At the end of the first two months of 2016, the carrier recorded a 1.7% increase in RPMs to 30 billion, while ASMs grew 2.2% to 38.15 billion, both on a year-over-year basis. Load factor contracted 40 basis points to 78.6% in the period as capacity growth outpaced traffic expansion.

The company posted a completion factor of 99.2% for February. Moreover, 68.5% of scheduled flights (mainline) departed on or before the scheduled time in Feb 2017.

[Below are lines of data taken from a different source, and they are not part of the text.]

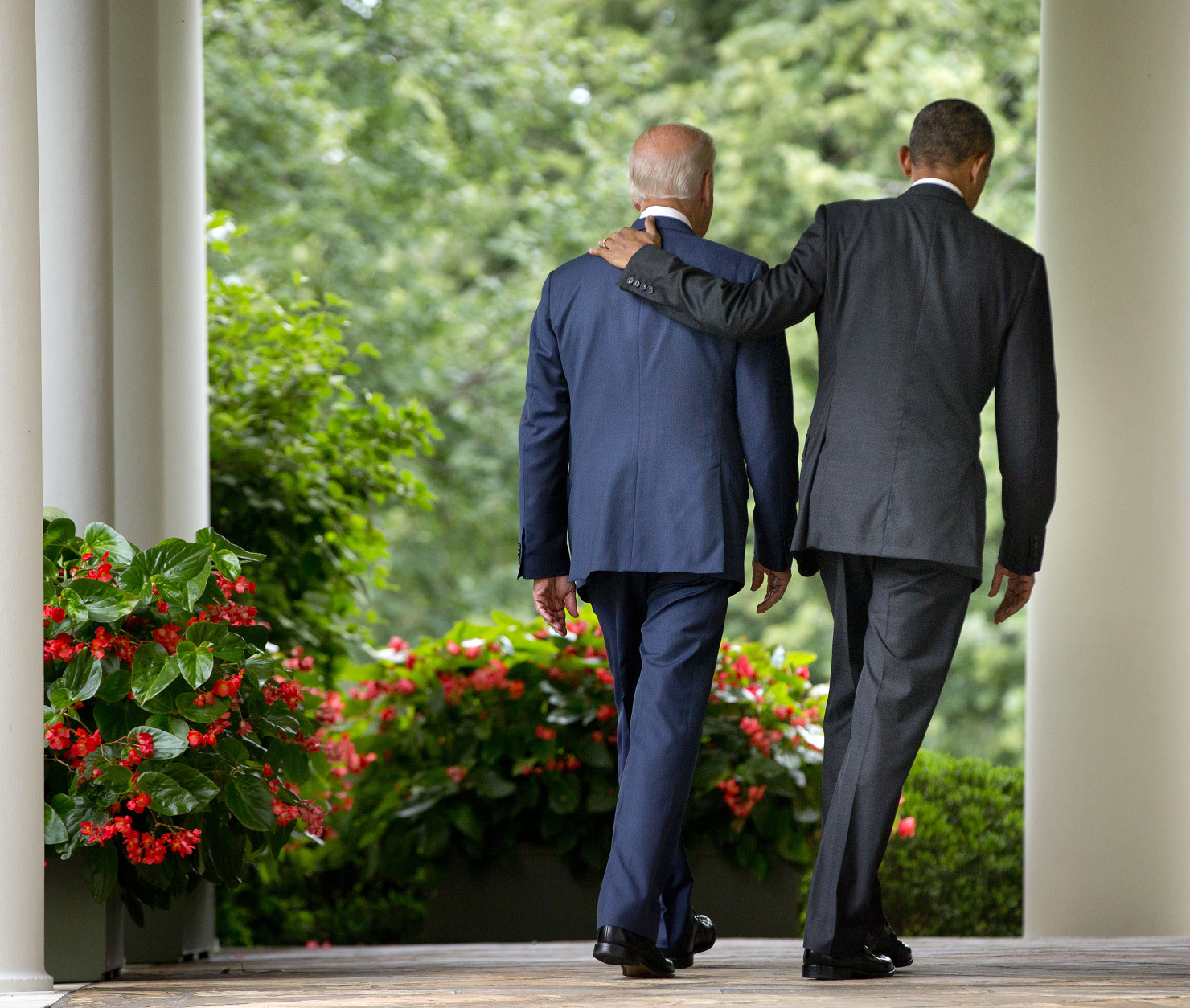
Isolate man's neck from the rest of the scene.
[909,175,966,200]
[640,200,694,231]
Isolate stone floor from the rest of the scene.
[48,938,1190,1008]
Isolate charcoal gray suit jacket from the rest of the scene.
[619,183,1058,580]
[519,218,798,585]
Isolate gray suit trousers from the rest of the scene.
[804,552,974,956]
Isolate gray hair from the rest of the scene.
[628,122,715,203]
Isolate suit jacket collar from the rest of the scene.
[900,182,971,213]
[632,216,694,235]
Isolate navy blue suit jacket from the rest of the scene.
[519,218,798,584]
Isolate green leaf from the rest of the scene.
[572,736,614,770]
[132,641,182,703]
[56,651,104,703]
[166,641,214,689]
[62,588,89,625]
[548,773,582,815]
[186,622,230,647]
[137,771,199,815]
[82,840,120,904]
[224,773,277,833]
[146,714,191,741]
[45,803,70,844]
[92,699,135,739]
[95,669,132,703]
[587,785,618,814]
[137,539,211,580]
[82,521,137,567]
[471,766,516,798]
[449,805,483,842]
[129,725,189,760]
[102,766,132,795]
[63,577,141,624]
[163,763,219,809]
[194,528,265,560]
[244,654,277,686]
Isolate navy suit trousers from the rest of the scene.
[803,552,974,956]
[585,572,739,947]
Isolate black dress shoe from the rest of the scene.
[662,914,715,970]
[592,924,674,977]
[802,949,896,979]
[865,924,913,970]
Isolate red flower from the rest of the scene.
[43,633,87,662]
[45,721,70,748]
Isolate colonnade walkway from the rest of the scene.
[46,938,1190,1008]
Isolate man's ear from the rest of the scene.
[971,154,991,184]
[896,146,913,178]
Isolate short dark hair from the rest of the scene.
[909,97,996,166]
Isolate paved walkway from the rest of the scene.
[56,938,1190,1008]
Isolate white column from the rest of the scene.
[37,0,116,528]
[157,0,211,545]
[0,0,51,991]
[111,0,209,547]
[1024,0,1190,936]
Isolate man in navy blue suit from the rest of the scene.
[519,125,798,976]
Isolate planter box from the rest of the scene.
[45,857,124,983]
[424,844,801,941]
[122,881,219,963]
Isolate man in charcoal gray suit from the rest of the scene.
[592,99,1058,979]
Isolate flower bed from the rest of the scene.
[224,609,825,943]
[44,510,359,922]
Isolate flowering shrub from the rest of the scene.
[339,608,823,875]
[221,609,825,944]
[44,510,361,920]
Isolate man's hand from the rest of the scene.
[987,564,1034,624]
[533,574,578,637]
[752,560,794,613]
[587,216,662,269]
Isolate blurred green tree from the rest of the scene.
[206,0,1039,762]
[208,215,438,682]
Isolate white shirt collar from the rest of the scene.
[909,178,966,203]
[640,206,694,231]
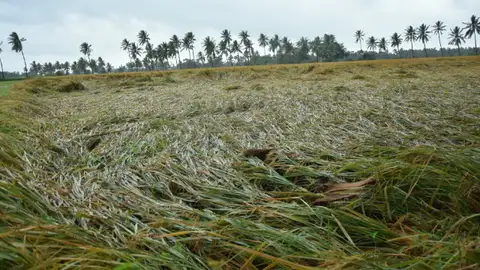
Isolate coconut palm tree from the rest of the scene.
[130,42,142,71]
[378,38,388,53]
[182,32,196,62]
[310,36,322,62]
[390,32,403,55]
[203,36,217,67]
[137,30,150,46]
[269,34,280,64]
[197,51,205,65]
[120,38,132,65]
[448,26,465,55]
[367,36,378,52]
[170,35,182,66]
[405,25,417,58]
[8,32,28,77]
[353,30,365,51]
[463,15,480,54]
[0,41,5,80]
[433,21,446,56]
[230,40,242,63]
[417,23,432,57]
[80,42,93,62]
[258,34,268,55]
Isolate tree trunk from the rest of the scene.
[22,50,28,77]
[0,59,5,80]
[438,34,445,57]
[410,41,415,58]
[473,31,478,54]
[192,49,197,68]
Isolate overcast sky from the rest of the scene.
[0,0,480,71]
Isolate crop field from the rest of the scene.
[0,57,480,269]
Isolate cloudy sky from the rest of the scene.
[0,0,480,71]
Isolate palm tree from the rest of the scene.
[310,36,322,62]
[197,51,205,64]
[258,34,268,55]
[0,41,5,80]
[433,21,446,56]
[182,32,196,65]
[448,26,465,55]
[378,38,388,53]
[121,38,132,65]
[130,42,142,70]
[463,15,480,54]
[269,35,280,64]
[170,35,182,66]
[137,30,150,46]
[390,32,403,55]
[62,61,70,75]
[238,31,252,61]
[405,25,417,58]
[417,23,432,57]
[230,40,242,63]
[8,32,28,77]
[80,42,93,62]
[203,36,216,67]
[367,36,378,52]
[354,30,365,52]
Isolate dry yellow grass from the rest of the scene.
[0,57,480,269]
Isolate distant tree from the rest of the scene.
[53,61,62,71]
[417,23,432,57]
[77,57,88,74]
[269,34,280,64]
[0,41,5,79]
[130,42,142,63]
[107,63,113,73]
[297,37,310,62]
[170,35,182,66]
[182,32,196,65]
[30,61,40,76]
[238,31,252,61]
[203,36,216,67]
[390,32,403,55]
[88,59,98,74]
[97,57,106,73]
[71,61,80,74]
[433,21,446,56]
[80,42,93,62]
[354,30,365,51]
[310,36,322,62]
[448,26,465,55]
[378,38,388,53]
[137,30,150,46]
[62,61,70,75]
[197,51,205,65]
[121,38,132,65]
[463,15,480,54]
[230,40,242,63]
[367,36,378,52]
[258,34,268,55]
[8,32,28,77]
[405,25,417,58]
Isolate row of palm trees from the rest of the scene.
[354,15,480,58]
[0,32,28,79]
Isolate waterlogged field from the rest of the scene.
[0,57,480,269]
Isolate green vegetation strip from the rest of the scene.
[0,58,480,269]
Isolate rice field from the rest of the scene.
[0,57,480,270]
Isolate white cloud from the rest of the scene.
[0,0,480,70]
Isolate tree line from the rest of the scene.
[0,15,480,78]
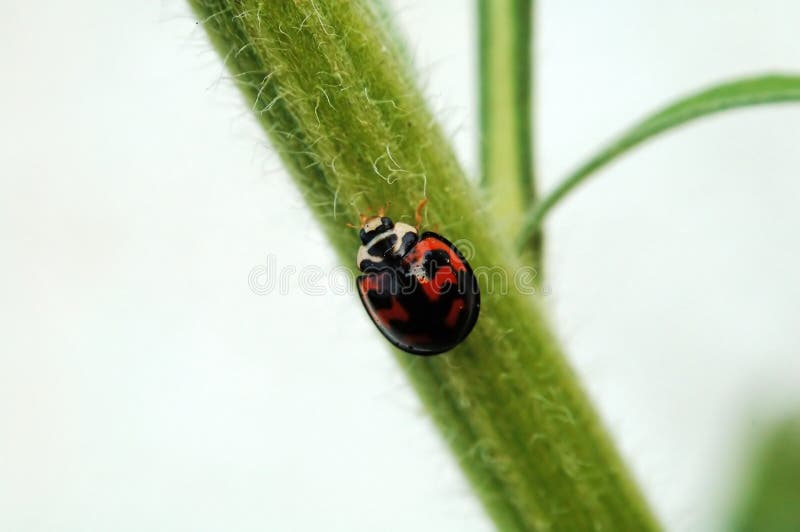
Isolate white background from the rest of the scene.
[0,0,800,532]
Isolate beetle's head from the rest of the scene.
[359,216,394,246]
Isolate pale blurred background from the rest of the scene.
[0,0,800,532]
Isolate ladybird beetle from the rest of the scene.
[356,200,480,356]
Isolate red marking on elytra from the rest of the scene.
[377,298,408,323]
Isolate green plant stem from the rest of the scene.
[478,0,541,256]
[517,75,800,250]
[190,0,657,531]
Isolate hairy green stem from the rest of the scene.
[517,75,800,250]
[190,0,657,531]
[478,0,541,255]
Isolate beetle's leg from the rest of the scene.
[414,198,428,231]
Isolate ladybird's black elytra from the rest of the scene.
[357,210,480,356]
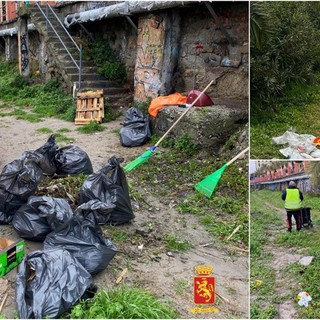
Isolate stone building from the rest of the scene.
[0,0,248,151]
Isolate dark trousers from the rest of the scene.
[287,209,302,231]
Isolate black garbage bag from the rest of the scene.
[80,156,134,225]
[120,107,151,147]
[0,158,43,224]
[44,208,117,274]
[55,145,93,175]
[16,248,92,319]
[22,134,59,176]
[0,159,43,200]
[12,196,73,241]
[0,189,26,225]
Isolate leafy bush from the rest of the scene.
[86,38,127,83]
[250,1,320,108]
[70,286,177,319]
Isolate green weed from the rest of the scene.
[36,128,53,134]
[165,234,192,252]
[77,121,105,134]
[57,128,71,133]
[70,286,177,319]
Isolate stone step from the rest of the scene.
[81,80,129,95]
[59,60,92,68]
[63,66,97,74]
[68,73,104,81]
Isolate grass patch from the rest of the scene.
[57,128,71,133]
[0,62,75,122]
[127,147,248,247]
[77,121,105,134]
[70,286,177,319]
[36,128,53,134]
[165,234,192,252]
[250,84,320,159]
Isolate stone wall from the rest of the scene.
[56,1,248,104]
[152,105,248,153]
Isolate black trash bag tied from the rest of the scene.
[0,157,43,224]
[120,107,151,147]
[22,134,59,176]
[16,248,92,319]
[12,196,73,241]
[80,156,134,225]
[55,145,93,175]
[43,205,117,274]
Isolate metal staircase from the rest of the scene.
[28,3,132,107]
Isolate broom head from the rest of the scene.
[195,164,227,198]
[123,149,153,171]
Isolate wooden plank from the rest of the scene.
[75,90,104,124]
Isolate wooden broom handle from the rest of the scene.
[227,147,249,166]
[154,80,214,147]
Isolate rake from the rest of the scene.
[195,147,249,198]
[123,80,214,171]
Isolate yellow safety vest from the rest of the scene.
[284,189,302,210]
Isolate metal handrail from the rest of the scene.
[35,1,82,89]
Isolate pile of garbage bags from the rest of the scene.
[0,135,134,319]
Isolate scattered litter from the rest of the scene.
[120,107,151,147]
[16,248,92,319]
[299,256,314,266]
[12,196,73,241]
[55,145,93,175]
[0,293,8,312]
[272,130,320,159]
[298,291,312,307]
[226,224,241,241]
[80,156,134,225]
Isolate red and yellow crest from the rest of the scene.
[193,266,215,304]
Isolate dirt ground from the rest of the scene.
[0,117,249,318]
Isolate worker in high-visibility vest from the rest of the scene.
[282,181,303,232]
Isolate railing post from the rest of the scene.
[79,44,82,89]
[46,0,49,34]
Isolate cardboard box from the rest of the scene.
[0,238,24,277]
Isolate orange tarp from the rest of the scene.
[148,92,187,118]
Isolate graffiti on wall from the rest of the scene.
[134,15,165,101]
[20,34,29,72]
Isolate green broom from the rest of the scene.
[195,147,249,198]
[123,80,214,171]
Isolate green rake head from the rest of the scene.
[123,149,154,171]
[195,164,227,198]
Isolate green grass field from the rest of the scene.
[250,84,320,159]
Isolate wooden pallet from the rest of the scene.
[74,90,104,124]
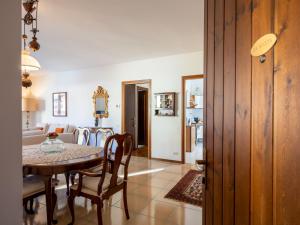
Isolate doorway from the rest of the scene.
[181,75,205,164]
[122,80,151,159]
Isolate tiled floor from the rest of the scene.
[24,157,202,225]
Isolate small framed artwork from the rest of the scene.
[52,92,68,117]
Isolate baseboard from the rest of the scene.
[151,158,183,164]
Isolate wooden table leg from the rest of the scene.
[44,176,57,225]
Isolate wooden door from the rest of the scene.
[205,0,300,225]
[124,84,138,148]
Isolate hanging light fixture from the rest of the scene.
[21,0,41,88]
[21,50,41,88]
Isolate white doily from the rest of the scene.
[23,143,102,165]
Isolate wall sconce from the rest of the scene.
[251,33,277,63]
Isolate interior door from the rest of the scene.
[125,84,138,148]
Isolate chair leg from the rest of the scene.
[52,188,57,224]
[68,191,75,225]
[29,198,34,214]
[65,172,70,196]
[97,201,103,225]
[70,173,76,185]
[123,182,130,220]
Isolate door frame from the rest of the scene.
[181,74,206,163]
[121,79,152,159]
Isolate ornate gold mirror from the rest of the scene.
[93,86,109,119]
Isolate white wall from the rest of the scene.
[0,0,23,225]
[32,52,203,160]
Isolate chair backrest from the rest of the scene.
[96,128,114,148]
[98,133,133,194]
[74,128,91,145]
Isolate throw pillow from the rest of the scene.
[55,128,64,134]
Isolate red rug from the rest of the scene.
[165,170,204,206]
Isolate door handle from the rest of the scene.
[196,160,207,186]
[196,159,206,166]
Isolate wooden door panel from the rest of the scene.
[274,0,300,225]
[235,0,252,225]
[251,0,273,225]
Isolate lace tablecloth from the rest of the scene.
[23,143,102,165]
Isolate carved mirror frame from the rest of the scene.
[93,86,109,119]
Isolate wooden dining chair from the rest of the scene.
[23,175,57,217]
[95,128,114,148]
[91,128,114,172]
[65,127,91,195]
[68,134,133,225]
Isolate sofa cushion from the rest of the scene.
[55,127,65,134]
[23,130,44,136]
[22,134,47,145]
[47,123,69,133]
[65,124,76,133]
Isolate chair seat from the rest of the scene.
[71,173,123,195]
[23,175,45,199]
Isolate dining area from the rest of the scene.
[22,128,132,225]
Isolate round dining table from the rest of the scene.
[22,143,103,225]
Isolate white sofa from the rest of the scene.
[22,124,76,145]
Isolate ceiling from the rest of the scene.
[29,0,204,71]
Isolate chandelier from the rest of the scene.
[21,0,41,88]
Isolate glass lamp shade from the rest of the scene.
[22,50,41,72]
[22,98,37,112]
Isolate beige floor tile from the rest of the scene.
[82,206,131,225]
[141,200,176,220]
[167,207,202,225]
[129,215,172,225]
[154,171,183,182]
[114,195,151,213]
[132,185,162,199]
[23,157,202,225]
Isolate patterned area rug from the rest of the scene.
[165,170,204,206]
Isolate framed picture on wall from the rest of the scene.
[52,92,68,117]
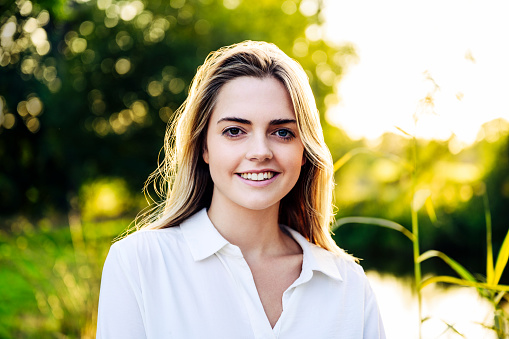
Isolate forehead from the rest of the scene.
[211,76,295,121]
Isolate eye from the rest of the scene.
[222,127,243,138]
[275,129,295,140]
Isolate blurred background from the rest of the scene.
[0,0,509,338]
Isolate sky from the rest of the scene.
[324,0,509,144]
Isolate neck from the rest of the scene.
[207,199,293,257]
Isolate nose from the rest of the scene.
[246,135,273,161]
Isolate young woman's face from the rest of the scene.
[203,77,305,210]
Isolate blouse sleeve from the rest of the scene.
[97,243,146,339]
[363,282,386,339]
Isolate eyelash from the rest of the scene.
[221,127,295,141]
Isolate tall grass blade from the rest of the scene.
[418,250,476,282]
[333,217,415,241]
[483,193,495,284]
[421,275,509,292]
[493,227,509,284]
[424,195,437,224]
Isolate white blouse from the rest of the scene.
[97,209,385,339]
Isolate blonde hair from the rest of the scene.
[137,41,350,254]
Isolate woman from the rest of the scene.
[97,41,385,338]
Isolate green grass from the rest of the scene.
[0,216,130,338]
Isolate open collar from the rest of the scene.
[284,226,343,283]
[180,208,343,282]
[180,208,229,261]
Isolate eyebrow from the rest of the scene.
[217,117,297,125]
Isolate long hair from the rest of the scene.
[137,41,350,254]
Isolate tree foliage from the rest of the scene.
[0,0,354,215]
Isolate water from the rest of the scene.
[366,271,497,339]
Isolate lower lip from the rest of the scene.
[237,173,279,187]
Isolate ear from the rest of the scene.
[201,145,209,164]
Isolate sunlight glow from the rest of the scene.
[324,0,509,144]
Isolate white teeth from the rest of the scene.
[240,172,274,181]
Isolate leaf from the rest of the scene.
[483,193,495,284]
[424,195,437,223]
[493,227,509,284]
[333,217,415,241]
[417,250,477,282]
[421,275,509,292]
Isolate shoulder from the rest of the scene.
[109,226,183,262]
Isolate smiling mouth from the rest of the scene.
[238,172,276,181]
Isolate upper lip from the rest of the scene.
[237,168,279,174]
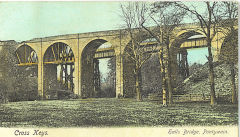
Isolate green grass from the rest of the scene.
[0,98,238,127]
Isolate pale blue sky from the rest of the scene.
[0,2,121,41]
[0,2,206,78]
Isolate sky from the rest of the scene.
[0,2,206,79]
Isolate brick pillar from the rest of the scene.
[116,55,123,98]
[38,55,44,98]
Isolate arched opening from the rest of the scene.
[43,42,75,99]
[171,31,208,84]
[13,44,38,101]
[81,39,116,98]
[123,37,161,97]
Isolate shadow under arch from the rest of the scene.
[122,31,160,98]
[43,42,75,99]
[14,44,38,101]
[15,44,38,66]
[81,39,115,98]
[170,30,207,88]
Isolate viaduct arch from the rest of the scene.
[16,24,238,98]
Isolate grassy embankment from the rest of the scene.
[0,98,238,127]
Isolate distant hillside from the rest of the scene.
[178,63,238,97]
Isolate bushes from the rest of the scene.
[7,90,40,102]
[57,90,79,99]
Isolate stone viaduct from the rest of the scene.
[16,24,236,98]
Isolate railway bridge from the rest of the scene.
[16,24,236,99]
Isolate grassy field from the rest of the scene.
[0,98,238,127]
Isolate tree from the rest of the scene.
[121,2,156,101]
[175,1,220,105]
[141,2,185,105]
[220,1,238,104]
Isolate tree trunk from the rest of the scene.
[166,46,173,105]
[136,71,142,101]
[159,48,167,106]
[230,62,237,104]
[208,45,216,105]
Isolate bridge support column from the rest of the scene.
[116,55,123,98]
[72,60,81,96]
[38,56,44,99]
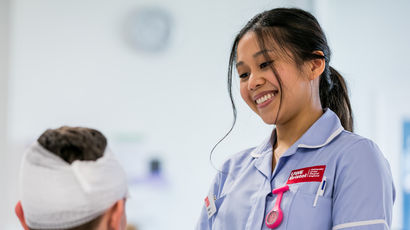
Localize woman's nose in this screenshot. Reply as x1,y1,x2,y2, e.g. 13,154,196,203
248,74,265,91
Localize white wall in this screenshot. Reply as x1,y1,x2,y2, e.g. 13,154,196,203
316,0,410,229
5,0,311,230
0,0,10,225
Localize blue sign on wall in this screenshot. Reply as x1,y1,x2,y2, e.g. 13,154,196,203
402,121,410,230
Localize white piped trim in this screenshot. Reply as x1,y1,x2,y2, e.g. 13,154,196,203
298,127,343,149
332,219,390,230
251,151,262,158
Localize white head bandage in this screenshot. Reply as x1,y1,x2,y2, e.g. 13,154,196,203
21,142,128,229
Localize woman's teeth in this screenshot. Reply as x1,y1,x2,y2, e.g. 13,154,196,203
256,93,274,104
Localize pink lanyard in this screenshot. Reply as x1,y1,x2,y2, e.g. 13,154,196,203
265,185,289,229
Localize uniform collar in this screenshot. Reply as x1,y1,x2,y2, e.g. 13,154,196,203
250,109,343,178
251,108,344,158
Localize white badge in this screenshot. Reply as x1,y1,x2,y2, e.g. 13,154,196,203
205,192,216,219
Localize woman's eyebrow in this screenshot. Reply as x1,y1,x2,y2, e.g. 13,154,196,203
236,49,273,68
253,49,273,58
236,61,243,68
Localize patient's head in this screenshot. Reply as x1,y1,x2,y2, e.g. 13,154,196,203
16,126,127,230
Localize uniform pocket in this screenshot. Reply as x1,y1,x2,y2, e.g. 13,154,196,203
286,192,332,230
209,194,226,229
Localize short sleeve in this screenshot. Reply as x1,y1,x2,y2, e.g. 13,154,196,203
195,173,221,230
332,139,395,230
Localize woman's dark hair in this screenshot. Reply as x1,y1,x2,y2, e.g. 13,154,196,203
30,126,107,230
211,8,353,161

United Continental still expects passenger unit revenues to be down 1% to up 1% on a year-over-year basis in the first quarter of 2017. Even though Delta Air Lines (DAL - Free Report) trimmed its passenger unit revenue guidance for the first quarter recently, unit revenues woes seem to be easing for carriers. We note that carriers like American Airlines Group (AAL - Free Report) and Alaska Air Group (ALK - Free Report) had displayed growth with respect to unit revenues in the fourth quarter of 2016. We expect more carriers to return to positive unit revenues in 2017.